Cloud-based scanning

Denis Beauchemin Denis.Beauchemin at usherbrooke.ca
Tue Mar 3 18:13:31 GMT 2015


Thanks Steve and all the others.

My server will act as a proxy and will reject invalid addresses in the connect phase so I should be safe. I will be testing this RSN with an alternate domain name, in case something goes wrong...

Denis

-----Message d'origine-----
De : mailscanner-bounces at lists.mailscanner.info [mailto:mailscanner-bounces at lists.mailscanner.info] De la part de Steve Freegard
Envoyé : 3 mars 2015 13:02
À : MailScanner discussion
Objet : Re: Cloud-based scanning

Hi Denis,

On 03/03/15 13:56, Denis Beauchemin wrote:
> Hello,
>
> We are about to move our MX to the cloud in Microsoft 365. The way it would work would be to scan the emails there and then deliver them to our servers.
>
> The problem is that we can't for the moment tell MS365 which email addresses are valid and which are not (the data is in an LDAP server that is not synchronized with our AD). Thus MS365 will be forwarding all harmless emails to our internal servers who will reject invalid email addresses.
>
> I seem to remember this is really not a good idea but I can't remember why. Can someone shed some light on this please?
>
> Thanks.
>
> Denis
>

It depends if the MX is queue-and-forward or a proxy type.
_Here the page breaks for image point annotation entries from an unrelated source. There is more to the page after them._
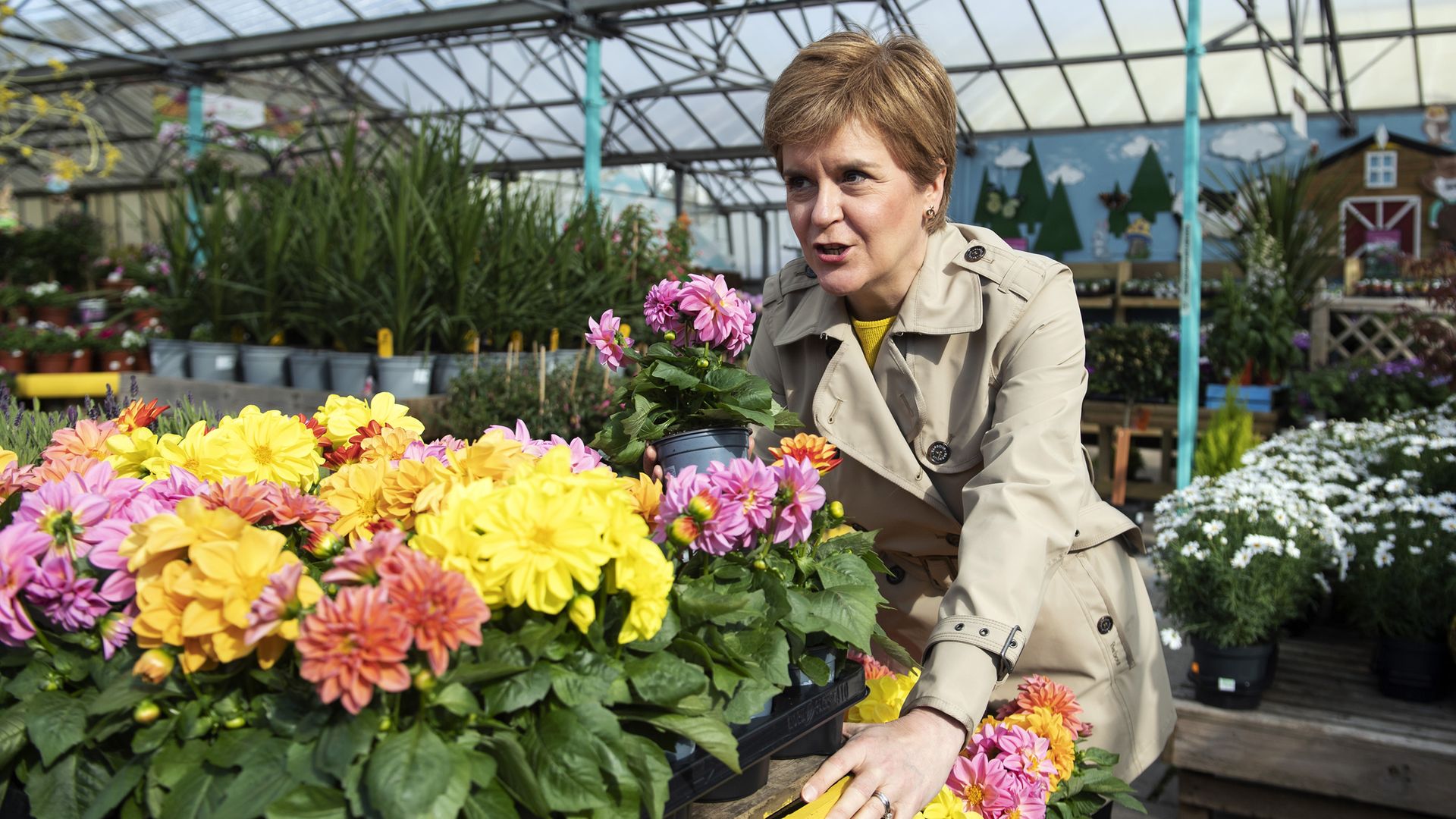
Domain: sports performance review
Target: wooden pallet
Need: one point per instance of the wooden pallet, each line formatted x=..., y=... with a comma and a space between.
x=1324, y=742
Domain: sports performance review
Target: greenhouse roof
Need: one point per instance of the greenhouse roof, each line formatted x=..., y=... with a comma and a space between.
x=685, y=83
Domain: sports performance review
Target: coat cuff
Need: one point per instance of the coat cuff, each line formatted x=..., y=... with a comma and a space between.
x=956, y=679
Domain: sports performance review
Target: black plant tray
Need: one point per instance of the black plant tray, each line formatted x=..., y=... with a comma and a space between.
x=794, y=714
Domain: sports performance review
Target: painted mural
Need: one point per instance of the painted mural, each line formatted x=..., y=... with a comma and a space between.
x=1114, y=194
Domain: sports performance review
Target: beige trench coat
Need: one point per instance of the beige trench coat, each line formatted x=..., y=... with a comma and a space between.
x=963, y=447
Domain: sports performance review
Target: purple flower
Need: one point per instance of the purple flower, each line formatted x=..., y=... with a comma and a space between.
x=747, y=484
x=66, y=599
x=696, y=518
x=19, y=545
x=661, y=305
x=804, y=496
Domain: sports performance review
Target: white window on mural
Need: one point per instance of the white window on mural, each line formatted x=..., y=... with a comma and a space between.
x=1381, y=169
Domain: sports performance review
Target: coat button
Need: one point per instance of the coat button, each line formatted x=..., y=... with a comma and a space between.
x=940, y=452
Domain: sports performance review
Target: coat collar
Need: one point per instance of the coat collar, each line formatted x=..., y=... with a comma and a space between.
x=943, y=297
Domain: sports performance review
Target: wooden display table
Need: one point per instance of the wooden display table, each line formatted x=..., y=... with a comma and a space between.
x=1323, y=744
x=1103, y=417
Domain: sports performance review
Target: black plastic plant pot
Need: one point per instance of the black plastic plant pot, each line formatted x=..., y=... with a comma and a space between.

For a proxy - this situation wouldn't be an issue, provided your backend servers reject the recipients, it will reject them as a proxy would simply man-in-the-middle the SMTP conversation filtering the bad stuff. 
  The issue with that method is that it's not particularly efficient.

If they're a queue-and-forward type, then they'll be accepting the message (e.g. sending a '250 queued id=....' at the end of data) and 
then delivering the message to your backends afterwards.   This is more 
common and where the problems are:

1)  In SMTP - once you've accepted the message you have the responsibility to either deliver the message to it's destination or to 
bounce it back to the return-path.   As we all know, the return-path is 
trivial to forge and therefore this causes backscatter from the MX.
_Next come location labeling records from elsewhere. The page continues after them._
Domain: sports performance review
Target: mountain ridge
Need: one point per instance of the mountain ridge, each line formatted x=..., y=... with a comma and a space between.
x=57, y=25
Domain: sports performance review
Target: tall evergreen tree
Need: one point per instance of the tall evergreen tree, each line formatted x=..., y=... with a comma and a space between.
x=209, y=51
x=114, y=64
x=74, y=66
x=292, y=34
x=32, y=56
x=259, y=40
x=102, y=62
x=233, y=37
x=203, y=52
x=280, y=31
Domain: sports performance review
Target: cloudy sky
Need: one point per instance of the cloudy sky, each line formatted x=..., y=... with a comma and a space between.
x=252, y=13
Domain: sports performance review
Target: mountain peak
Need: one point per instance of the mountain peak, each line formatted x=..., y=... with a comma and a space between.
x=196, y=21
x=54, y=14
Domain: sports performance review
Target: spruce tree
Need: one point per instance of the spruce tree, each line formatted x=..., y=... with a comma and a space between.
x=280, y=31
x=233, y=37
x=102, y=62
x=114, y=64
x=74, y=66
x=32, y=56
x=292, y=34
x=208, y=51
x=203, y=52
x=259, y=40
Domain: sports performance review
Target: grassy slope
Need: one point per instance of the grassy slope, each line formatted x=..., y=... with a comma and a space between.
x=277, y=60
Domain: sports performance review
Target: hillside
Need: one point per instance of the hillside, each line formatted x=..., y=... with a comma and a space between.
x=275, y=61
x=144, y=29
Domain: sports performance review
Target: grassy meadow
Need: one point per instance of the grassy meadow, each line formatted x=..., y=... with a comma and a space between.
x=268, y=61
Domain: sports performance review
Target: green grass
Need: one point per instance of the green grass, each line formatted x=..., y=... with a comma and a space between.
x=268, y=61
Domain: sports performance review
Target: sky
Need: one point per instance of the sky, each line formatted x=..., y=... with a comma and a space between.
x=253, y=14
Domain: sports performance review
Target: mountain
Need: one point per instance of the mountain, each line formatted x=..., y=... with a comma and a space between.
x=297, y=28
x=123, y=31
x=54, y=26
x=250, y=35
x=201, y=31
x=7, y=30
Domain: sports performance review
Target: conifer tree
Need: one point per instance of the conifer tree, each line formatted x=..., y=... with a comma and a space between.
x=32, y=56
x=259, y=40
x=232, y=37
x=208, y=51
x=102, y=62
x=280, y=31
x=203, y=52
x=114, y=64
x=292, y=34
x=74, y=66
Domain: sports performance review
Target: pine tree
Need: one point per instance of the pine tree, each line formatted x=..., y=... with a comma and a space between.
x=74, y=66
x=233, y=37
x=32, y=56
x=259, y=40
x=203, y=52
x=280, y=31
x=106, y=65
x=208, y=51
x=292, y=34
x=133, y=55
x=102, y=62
2)  Wasted resources on the MX.  Scanning mail for recipients that are simply going to be rejected at delivery is a waste of I/O.

Both can be considerable issues considering that invalid recipients can outweigh the valid on some domains.

As you're paying Microsoft to deal with this - you might not really care about either (in my experience most people don't).

Their mitigation for 1) might be that they simply never send bounces in this case - that's bad for your users because if someone genuinely misaddresses a message then they don't get a bounce and never know that it wasn't delivered (e.g. it goes down a black hole).

You'd have to check the Microsoft terms of service to see what they have to say about both of these.

Kind regards,
Steve.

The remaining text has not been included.